Care to enlighten us as to what the best approach to dealing with these problems is?

What Ceres said didn't wash with you. However, you didn't even try the new brand of soap be provided with his words; a publication by academics and doctors who have spent their lives researching the very subject.
 
Can this education about the personal and social impact of drugs not go hand-in-hand with not locking people up as they're being educated. Solidarity has a nice euphemistic feel to it. It's a nice word thrown about by vigilantes wearing ear protectors.
 
Who said anything about locking people up? The anti-drugs education would accompany raised class awareness, allowing communities to break the yoke of self-abuse. This includes alcohol abuse just as it does illegal drugs, although the latter must be recognised as a more pervasive and immediate threat due to gang involvement.
 
A question, Mr Citizen, does selling benzo's over internet forums mark one as in need of the same ground level punishment?

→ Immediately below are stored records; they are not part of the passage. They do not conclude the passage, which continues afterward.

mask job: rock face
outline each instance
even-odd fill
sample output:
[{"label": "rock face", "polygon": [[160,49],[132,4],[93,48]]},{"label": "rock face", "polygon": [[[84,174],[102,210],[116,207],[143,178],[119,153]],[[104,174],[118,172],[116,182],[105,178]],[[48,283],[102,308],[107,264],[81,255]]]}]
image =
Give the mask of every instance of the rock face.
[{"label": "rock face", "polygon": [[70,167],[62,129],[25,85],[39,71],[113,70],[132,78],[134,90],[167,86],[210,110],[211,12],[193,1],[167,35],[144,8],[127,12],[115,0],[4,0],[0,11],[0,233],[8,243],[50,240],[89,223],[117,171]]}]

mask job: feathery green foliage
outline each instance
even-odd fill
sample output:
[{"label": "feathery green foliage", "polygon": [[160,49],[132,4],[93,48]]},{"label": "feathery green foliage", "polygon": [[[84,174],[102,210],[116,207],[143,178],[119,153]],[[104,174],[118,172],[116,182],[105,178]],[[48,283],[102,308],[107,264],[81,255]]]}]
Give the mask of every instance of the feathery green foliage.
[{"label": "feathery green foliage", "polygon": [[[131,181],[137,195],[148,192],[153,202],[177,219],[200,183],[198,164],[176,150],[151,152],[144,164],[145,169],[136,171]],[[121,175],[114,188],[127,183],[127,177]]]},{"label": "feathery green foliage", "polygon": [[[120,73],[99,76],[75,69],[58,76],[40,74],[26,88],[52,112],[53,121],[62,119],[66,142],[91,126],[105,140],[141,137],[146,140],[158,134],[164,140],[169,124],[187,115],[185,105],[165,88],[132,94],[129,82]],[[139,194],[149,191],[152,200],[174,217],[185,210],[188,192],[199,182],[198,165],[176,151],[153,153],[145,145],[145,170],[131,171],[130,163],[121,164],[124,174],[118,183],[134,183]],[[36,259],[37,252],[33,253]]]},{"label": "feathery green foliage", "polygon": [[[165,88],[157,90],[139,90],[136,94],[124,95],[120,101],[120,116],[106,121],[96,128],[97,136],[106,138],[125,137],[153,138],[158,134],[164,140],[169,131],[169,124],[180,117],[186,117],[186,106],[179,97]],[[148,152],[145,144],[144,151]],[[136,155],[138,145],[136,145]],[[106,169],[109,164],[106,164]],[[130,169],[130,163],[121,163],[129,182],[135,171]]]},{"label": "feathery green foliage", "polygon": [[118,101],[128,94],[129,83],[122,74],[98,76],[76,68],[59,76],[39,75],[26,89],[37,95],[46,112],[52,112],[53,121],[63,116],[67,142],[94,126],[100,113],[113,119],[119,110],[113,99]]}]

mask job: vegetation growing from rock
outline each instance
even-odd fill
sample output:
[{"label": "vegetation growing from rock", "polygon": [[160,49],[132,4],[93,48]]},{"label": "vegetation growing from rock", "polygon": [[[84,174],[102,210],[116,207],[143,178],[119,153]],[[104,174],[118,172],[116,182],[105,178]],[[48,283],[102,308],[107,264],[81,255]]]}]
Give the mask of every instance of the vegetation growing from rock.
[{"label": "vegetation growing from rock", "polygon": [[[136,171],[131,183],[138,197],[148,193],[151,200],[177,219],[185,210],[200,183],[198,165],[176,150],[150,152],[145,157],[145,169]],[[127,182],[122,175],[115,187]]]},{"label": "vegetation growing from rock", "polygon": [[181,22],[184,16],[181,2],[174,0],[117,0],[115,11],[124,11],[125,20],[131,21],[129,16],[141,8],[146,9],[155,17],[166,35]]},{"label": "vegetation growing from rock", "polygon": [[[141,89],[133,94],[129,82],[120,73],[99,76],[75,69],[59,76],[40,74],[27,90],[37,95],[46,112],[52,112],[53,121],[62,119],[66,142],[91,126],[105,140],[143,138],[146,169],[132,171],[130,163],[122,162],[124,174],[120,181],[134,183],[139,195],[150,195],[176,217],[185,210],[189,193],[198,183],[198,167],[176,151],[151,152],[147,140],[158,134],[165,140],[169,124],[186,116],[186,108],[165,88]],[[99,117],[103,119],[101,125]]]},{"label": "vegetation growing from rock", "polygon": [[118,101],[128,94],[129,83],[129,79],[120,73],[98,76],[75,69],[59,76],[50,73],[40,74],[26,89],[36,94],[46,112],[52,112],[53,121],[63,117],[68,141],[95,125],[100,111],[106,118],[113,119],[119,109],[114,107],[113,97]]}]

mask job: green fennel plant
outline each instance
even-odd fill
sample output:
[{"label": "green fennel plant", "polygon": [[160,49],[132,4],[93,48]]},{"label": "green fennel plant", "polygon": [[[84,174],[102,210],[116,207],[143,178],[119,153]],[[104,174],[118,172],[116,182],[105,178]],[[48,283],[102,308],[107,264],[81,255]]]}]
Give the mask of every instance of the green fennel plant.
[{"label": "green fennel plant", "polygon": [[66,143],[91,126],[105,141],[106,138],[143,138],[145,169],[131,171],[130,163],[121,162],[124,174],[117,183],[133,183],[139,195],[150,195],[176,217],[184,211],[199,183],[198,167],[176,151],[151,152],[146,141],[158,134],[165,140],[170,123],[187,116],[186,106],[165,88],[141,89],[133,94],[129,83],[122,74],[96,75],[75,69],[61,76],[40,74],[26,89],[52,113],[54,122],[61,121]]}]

You might wanna get a head start on the self-flagellation in that case... ;)
 
Really the ultimate question is, what are the social and economic factors that lead people to using drugs? Addressing these issues is something no politician has the ethical cohones to tackle, which is a tragedy.
 
Any holistic drug education - especially with a view to the way in which drugs are used to oppress the working classes - is by definition anti drugs. Of course, the education would not be based on heavy-handed moralistic approaches, but on a rational analysis of the available evidence.